Surreale, inaccettabile per una città che vive di sentimenti e non di vittorie.
«Francesco ha fatto un percorso di trenta anni con gli stessi colori addosso. Non è facile pensarlo lontano dalla Roma. Ha fatto tanto per quella maglia, la sua storia è nei numeri, non nelle chiacchiere. Poi, come tutti, ha i suoi difetti, ma questo è normale».
Poteva essere una risorsa.
«Lo era, doveva continuare ad esserlo, poi non so cosa sia successo...».
Come, lei, suo amico, non sa?
«Immagino che molto sia dipeso dal rapporto con Baldini, così ho letto, così dicono. Due figure, a quanto pare, incompatibili».

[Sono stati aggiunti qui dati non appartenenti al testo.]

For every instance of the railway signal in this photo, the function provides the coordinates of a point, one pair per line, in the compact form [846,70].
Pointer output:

La Roma ha fatto le sue scelte.
«Totti è un simbolo, uno che capisce di calciatori come pochi, ma il padrone della Roma è Pallotta».

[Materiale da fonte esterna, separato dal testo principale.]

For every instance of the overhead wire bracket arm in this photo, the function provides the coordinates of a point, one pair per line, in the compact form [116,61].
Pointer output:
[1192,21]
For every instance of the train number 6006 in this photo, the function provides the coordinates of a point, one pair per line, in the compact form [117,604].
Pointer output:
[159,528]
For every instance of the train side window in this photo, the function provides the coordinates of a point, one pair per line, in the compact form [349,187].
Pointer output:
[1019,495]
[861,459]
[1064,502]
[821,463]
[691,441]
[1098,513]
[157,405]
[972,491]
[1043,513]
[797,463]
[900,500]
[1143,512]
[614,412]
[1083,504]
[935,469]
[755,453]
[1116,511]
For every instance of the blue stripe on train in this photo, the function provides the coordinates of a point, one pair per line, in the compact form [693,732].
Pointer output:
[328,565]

Ma cosa voleva fare Francesco?
«Occuparsi di calcio, far parte di uno staff che potesse prendere decisioni tecniche. Ripeto: Totti capisce di pallone. Poi, ovvio: non poteva fare tutto lui. C’è un ds, un allenatore. Ma il suo parere poteva contare molto».
E poi c’è Baldini?
«Baldini fa parte della Roma?».
Ufficialmente no.
«Quindi è un uomo influente, questo sì. Io sto con Totti, magari il presidente sta con Baldini».
Ecco, appunto.
«Magari potevano lavorare insieme, ma forse non era possibile in questo momento».
Ha sbagliato Totti in questi due anni?
«No. Si è sempre messo a disposizione. E’ chiaro, non era facile diventare un manager in poco tempo».
C’è chi gli rimprovera che non abbia studiato, che non sappia l’inglese?
«Mica deve parlare con Trump. Per individuare un calciatore o un allenatore e dire se siano in grado di venire alla Roma, bisogna parlare l’inglese? Il linguaggio del calcio è uno, Francesco lo conosce molto bene».
Che ne sarà della Roma senza romani?
«Si va avanti. Per me nulla viene a caso. Francesco troverà una dimensione altrove. Come ho letto di recente, non tutte le tempeste arrivano per distruggerti la vita. Alcune arrivano per pulire il tuo cammino. Chissà».
Totti via, De Rossi via, via anche Ranieri.
«Per Daniele situazione diversa rispetto a Francesco: uno voleva giocare, l’altro voleva essere più al centro delle idee tecniche. Quanto a Ranieri, meglio lasciar perdere. Ha sparato sulla Roma appena ha saputo di non essere confermato. Non si fa, così troppo facile. Comunque i romani non sono mai un problema nella Roma».
Che cosa penserà quando rientrerà a Trigoria e non troverà più il suo amico?
«Mi dispiacerà. Per la Roma. E per lui».
Dove lo vede in futuro?
«Lo vedo come un uomo libero. Tra i campioni come Figo e Ronaldinho, a rappresentare il calcio nel mondo. Ovunque, sarà sempre il mio capitano».